So things with Miss B gradually got worse. The year of 2006 was pretty bad. She did come to see us some, usually with a friend. Which was okay with me, I just wanted to get to see her. Most of the time when she had a friend with her she didn’t do a whole lot with us, but just having her here made me happy. After our daughter Peanut was born, it took Miss B several weeks to be able to make the time to come see her. She did spend some time with us in the months after Peanut was born.
The year of 2007 was even worse than 2006. I don’t think we saw her 10 times the entire year. Then at Christmas time in 2007 I noticed that she had posted on MySpace (the way that her and I communicated) that she was now an Atheist. So, I told George about it. We were pretty upset because as Christians, this was a huge deal to us. Looking back, I know that George should have cooled down before he called her, but he didn’t. They ended up arguing. In the end Miss B felt unloved and unaccepted, which is a terrible way for a teenager to feel. It isn’t at all how we feel about her- we love her and accept her no matter what. We just don’t agree with the choices she is making.

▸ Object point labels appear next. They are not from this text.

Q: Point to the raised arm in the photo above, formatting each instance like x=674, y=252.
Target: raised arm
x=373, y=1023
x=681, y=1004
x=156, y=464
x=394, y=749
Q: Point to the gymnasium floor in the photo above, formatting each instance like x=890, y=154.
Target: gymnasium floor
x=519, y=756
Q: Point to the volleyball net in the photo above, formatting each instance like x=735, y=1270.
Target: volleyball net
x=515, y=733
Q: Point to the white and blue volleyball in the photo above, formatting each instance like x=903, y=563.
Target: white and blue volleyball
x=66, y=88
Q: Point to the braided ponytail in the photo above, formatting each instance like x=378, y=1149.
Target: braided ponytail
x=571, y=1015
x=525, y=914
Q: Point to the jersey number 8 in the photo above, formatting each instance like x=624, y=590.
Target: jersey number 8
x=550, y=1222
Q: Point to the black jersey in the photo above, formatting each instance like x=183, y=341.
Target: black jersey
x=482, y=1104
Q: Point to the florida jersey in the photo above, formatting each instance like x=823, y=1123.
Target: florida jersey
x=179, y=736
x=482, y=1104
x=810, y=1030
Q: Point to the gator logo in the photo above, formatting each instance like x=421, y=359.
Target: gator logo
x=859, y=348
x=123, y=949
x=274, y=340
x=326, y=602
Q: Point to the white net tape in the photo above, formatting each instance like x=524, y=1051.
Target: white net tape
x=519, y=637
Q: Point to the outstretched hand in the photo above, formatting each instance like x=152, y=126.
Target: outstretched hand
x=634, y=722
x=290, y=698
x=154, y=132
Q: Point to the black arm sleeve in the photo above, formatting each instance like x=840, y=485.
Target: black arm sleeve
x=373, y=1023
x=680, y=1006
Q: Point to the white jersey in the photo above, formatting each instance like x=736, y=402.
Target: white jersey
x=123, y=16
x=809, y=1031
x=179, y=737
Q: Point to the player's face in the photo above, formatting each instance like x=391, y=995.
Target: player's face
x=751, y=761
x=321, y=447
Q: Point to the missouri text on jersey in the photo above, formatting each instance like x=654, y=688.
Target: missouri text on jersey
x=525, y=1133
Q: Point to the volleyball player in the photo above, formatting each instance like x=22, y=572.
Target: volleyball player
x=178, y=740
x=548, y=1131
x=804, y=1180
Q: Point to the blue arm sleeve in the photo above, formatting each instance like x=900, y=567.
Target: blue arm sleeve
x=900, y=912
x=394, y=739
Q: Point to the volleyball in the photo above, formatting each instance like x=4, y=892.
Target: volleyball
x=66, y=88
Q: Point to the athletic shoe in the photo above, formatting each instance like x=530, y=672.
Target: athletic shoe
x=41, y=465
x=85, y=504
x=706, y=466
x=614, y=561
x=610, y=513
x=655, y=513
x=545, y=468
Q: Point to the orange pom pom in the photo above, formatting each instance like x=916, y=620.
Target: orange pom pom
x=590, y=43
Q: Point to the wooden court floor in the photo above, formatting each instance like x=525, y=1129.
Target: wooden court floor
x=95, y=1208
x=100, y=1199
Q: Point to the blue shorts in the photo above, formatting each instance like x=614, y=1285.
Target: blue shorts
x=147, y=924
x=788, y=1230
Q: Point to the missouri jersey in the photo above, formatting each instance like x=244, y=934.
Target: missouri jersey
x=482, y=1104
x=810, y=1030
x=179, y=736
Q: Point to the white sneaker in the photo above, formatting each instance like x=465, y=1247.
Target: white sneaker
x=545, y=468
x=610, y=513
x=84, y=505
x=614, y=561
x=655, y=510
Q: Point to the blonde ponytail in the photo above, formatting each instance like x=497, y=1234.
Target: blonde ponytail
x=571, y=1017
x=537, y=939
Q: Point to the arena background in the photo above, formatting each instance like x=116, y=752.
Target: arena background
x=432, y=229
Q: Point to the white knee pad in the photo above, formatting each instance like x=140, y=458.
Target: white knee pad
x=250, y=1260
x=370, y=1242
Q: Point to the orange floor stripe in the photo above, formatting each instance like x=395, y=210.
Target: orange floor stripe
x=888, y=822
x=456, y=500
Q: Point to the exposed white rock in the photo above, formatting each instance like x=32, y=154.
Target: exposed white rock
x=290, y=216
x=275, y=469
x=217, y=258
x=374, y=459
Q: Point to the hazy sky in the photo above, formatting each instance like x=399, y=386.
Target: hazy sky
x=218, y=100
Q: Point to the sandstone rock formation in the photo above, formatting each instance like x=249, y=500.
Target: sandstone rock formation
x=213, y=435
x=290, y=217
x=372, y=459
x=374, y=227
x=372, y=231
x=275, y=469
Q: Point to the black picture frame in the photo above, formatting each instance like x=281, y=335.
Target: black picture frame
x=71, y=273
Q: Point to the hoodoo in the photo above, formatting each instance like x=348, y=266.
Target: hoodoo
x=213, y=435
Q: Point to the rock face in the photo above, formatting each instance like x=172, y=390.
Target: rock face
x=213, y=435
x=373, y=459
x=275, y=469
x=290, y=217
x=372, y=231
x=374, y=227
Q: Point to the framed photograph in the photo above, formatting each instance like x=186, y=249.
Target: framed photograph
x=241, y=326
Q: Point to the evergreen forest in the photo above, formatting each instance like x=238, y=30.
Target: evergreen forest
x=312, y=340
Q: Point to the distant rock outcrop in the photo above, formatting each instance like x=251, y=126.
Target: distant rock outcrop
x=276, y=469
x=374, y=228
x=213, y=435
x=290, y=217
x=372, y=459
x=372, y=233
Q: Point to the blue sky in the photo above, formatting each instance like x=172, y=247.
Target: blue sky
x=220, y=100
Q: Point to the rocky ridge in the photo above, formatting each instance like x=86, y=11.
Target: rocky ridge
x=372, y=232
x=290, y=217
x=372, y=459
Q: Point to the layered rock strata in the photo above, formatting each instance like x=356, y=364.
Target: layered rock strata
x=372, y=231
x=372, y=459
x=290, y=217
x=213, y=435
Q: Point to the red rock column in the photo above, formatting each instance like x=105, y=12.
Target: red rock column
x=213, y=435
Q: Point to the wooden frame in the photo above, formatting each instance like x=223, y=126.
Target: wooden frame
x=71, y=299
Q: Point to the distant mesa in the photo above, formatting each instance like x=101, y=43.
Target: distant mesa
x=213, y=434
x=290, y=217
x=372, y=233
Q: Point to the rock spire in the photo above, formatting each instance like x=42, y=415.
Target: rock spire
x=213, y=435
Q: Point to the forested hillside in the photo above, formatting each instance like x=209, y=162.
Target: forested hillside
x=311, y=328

So, Miss B refused to see us at all. And since Crazy (Miss B’s mom) lets Miss B make all of her own choices, she didn’t have to see us if she didn’t want to. It was a quiet and sad Christmas without her. We didn’t see her again until February when she spent a weekend with us. Since then she has been to our house only a couple of times. Maybe 3 or 4 this entire year. We do drive to see her. Miss B lives in the same town as our parents live in, so whenever we visit them we try to see Miss B. She is usually too busy to make time of us though.
And it makes me sad, the way she is turning out.

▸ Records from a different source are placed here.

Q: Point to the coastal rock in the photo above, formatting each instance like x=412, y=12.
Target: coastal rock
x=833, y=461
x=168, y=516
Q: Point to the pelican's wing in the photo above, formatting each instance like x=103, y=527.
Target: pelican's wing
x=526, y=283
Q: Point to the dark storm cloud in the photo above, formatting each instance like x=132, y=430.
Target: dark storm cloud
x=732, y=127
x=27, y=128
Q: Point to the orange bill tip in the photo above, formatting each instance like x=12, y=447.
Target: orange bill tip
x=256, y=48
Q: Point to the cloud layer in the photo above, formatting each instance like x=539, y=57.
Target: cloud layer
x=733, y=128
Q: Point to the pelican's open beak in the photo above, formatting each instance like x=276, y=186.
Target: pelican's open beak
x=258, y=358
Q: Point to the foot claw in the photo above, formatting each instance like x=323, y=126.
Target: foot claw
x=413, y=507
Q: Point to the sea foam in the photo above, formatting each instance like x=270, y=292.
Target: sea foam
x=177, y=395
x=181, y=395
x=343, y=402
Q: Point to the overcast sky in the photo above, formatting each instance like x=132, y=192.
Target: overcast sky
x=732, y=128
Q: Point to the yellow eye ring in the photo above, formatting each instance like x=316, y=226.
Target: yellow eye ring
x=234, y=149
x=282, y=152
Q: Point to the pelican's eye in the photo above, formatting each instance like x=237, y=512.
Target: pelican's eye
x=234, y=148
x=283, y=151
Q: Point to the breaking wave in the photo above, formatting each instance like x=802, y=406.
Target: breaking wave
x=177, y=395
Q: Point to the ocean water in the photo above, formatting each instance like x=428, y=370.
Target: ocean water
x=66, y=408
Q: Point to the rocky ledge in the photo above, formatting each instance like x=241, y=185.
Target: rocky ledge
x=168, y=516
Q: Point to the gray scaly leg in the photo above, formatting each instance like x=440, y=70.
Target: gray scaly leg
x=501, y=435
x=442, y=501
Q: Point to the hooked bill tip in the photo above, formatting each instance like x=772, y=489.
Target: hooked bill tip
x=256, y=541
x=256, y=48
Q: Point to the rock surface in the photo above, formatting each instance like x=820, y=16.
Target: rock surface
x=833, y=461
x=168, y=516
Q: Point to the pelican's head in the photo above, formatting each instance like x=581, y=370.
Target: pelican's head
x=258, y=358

Soon after Miss B turned 13 she started to change. Her attitude became a major problem. Crazy (her mom) said it was typical teenage behavior. And while I know that some attitude and some eye rolling is normal for teenagers, Miss B became down right disrespectful. She started not wanting to spend as much time with us, I think mostly due to the fact that we have rules at our house. Crazy doesn’t have a whole lot of rules and lets Miss B do pretty much whatever she wants. At our house there were limits on TV and Internet use, rules about what kind of movies could be watched and rules about being respectful and rules about going to church every Sunday. So, given the choice- Miss B would rather be at Crazy’s house where she can do whatever she wants. Of course, this did not all happen over night, it was a gradual change.

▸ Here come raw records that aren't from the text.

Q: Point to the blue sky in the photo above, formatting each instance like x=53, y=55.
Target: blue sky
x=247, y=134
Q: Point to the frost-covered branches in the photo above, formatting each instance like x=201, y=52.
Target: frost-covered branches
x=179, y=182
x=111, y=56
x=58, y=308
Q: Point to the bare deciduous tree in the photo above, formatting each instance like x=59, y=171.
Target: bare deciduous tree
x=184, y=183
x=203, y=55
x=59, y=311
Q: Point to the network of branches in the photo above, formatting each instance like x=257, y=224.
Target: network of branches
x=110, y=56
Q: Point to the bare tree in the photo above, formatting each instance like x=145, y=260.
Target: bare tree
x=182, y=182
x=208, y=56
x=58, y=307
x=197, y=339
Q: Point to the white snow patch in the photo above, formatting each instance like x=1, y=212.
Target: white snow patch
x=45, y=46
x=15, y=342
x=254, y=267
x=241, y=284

It hasn’t been all that long since I was a teenager, so I remember how important friends are at that age. So, we told Miss B that she could bring a friend with her whenever she wanted to, so that it would be more fun for her. We got rid of the limits on TV and Internet- and pretty much let her do those things as much as she wanted. Although, honestly- rather than telling her she could have X amount of time to watch TV or play on the PlayStation, we just started telling her when she’d been using it enough and encourage her to do something else instead. We just wanted to be able to spend time with her. It did help for a little while. But as time went by, she started making excuses for why she couldn’t come see us. And since Crazy lets her make all of her own choices, if Miss B doesn’t want to see us, she doesn’t have to.
So, I thought I should do a little background on Miss B.
Miss B is my 16 year old step-daughter. I met her when she was 4 years old and I fell in love with her from the start. When I married George a few years later I was so excited to be her step-mom. Miss B lived with her mom but we lived pretty close by so we saw her quite a bit. We never missed a sporting event or school performance. She spent at least every other weekend with us, sometimes more. She spent school holidays with us and we usually saw her during the week as well. We always took her on vacation with us. I have always loved her and treated her like she was my own daughter. I spoiled Miss B like crazy at Christmas time and her birthday. When back to school time came I bought her tons of back to school clothes. I have always loved taking her shopping, to the movies, out to lunch and spending as much time with her as possible. There were many trips to the nail salon and time spent getting her hair done as well.
When Miss B was a little older, 11 years old, we had to move to a town a few hours away from her for George’s job. We still saw her every other weekend and she still spent every school holiday with us as well as several weeks during the summer. We had a lot of fun times together and a lot of great talks.
But all of that would start to change around the time Miss B turned 13…
So it’s been a while since I posted here. I guess that should be a good thing since it means I don’t have anything to complain about, right?
Anyways…
In a couple of weeks my cousin is getting married. We have known about this for a year. I reminded Miss B about the wedding… I guess I need to do a post about our situation with Miss B. That will have to wait for another day. But, I reminded Miss B and I told Crazy (her mother, the one she lives with) about the wedding. Miss B has been planning to go with us. Now she isn’t going. She got a new job and can’t ask for the time off. She would need to take off a Saturday and Sunday to go because it is out of town. But, really- I think McDonalds would be able to understand that their new 16 year old employee has been planning to go to a wedding for a year.
The reason I’m annoyed- I don’t think Miss B ever planned on going. She said she would, probably just so we would leave her alone about it. If this was something happening on Crazy’s side of the family then Miss B would go. But, because it is my family- even though they love her and have always treated her wonderfully- she doesn’t want to go. And I’m annoyed.